0
$\begingroup$

Given a string of random symbols with yet a priori unknown distribution, what are the known algorithms to compute its Shannon entropy?

$$H = - \sum_i \; p_i \log p_i$$

Is there an algorithm to compute it without calculating the probabilities $p_i$ first? Having calculated the entropy $H_n$ of the first $n$ symbols can I find the entropy $H_{n+m}$ of the $n+m$ symbols (knowing about the first $n$ symbols only $H_n$)?

  • 1
    If you assume the probabilities you found for the first $n$ symbols are correct for the next $m$, the entropy scales by the number of symbols, so you will have $H_{m+n}=\frac{m+n}nH_n$2012-02-01
  • 0
    @RossMillikan and what if they are almost correct, but I want to improve them with the next $m$ symbols?2012-02-02
  • 0
    If you calculate the $p_i$ over all $m+n$ symbols, then you have $H_n=\frac n{m+n}H_{m+n}$ but I suspect that is not the type of result you want. If they are almost correct, it will almost scale.
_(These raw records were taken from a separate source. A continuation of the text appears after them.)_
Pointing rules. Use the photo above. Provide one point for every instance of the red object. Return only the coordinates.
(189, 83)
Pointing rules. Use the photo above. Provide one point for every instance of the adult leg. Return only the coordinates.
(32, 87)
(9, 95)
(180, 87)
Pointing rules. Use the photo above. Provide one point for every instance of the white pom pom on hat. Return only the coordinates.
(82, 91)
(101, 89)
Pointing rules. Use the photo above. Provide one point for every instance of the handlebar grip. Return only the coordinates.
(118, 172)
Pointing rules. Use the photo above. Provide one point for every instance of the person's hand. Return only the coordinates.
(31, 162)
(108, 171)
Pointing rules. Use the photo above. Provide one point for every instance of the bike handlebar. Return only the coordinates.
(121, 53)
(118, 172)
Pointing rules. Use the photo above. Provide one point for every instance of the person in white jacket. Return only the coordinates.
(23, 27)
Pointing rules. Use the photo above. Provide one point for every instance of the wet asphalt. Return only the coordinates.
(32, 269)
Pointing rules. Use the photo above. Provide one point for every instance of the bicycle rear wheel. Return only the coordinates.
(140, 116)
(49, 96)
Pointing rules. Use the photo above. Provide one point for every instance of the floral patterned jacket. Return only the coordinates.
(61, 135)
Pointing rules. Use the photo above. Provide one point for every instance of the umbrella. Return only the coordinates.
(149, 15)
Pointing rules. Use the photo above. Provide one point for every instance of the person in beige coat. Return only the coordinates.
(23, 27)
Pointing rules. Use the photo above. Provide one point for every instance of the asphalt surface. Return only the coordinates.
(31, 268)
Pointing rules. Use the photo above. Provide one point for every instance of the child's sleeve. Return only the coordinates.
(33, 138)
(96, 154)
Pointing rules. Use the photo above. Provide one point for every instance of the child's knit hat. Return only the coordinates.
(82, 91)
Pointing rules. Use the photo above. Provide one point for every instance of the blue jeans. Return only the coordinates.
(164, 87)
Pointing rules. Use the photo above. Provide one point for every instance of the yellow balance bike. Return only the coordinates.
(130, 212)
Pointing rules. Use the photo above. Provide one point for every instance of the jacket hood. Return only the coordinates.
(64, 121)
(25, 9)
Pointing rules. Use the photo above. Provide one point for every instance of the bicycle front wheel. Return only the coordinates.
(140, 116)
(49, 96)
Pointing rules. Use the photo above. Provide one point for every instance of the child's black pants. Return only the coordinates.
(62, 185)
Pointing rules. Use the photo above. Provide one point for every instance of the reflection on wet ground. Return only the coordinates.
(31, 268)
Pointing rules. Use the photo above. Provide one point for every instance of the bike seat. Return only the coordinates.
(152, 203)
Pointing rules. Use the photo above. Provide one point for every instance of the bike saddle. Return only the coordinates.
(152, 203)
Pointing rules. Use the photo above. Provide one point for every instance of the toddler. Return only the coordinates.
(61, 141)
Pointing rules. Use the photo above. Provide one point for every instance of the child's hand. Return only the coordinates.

But I don't think there is an easy middle ground.2012-02-02

1 Answers 1

2

Is there an algorithm to compute it without calculating the probabilities $p_i$ first?

I doubt it, but I don't have a proof.

Having calculated the entropy $H_n$ of the first $n$ symbols can I find the entropy $H_{n+m}$ of the $n+m$ symbols (knowing about the first $n$ symbols only $H_n$)?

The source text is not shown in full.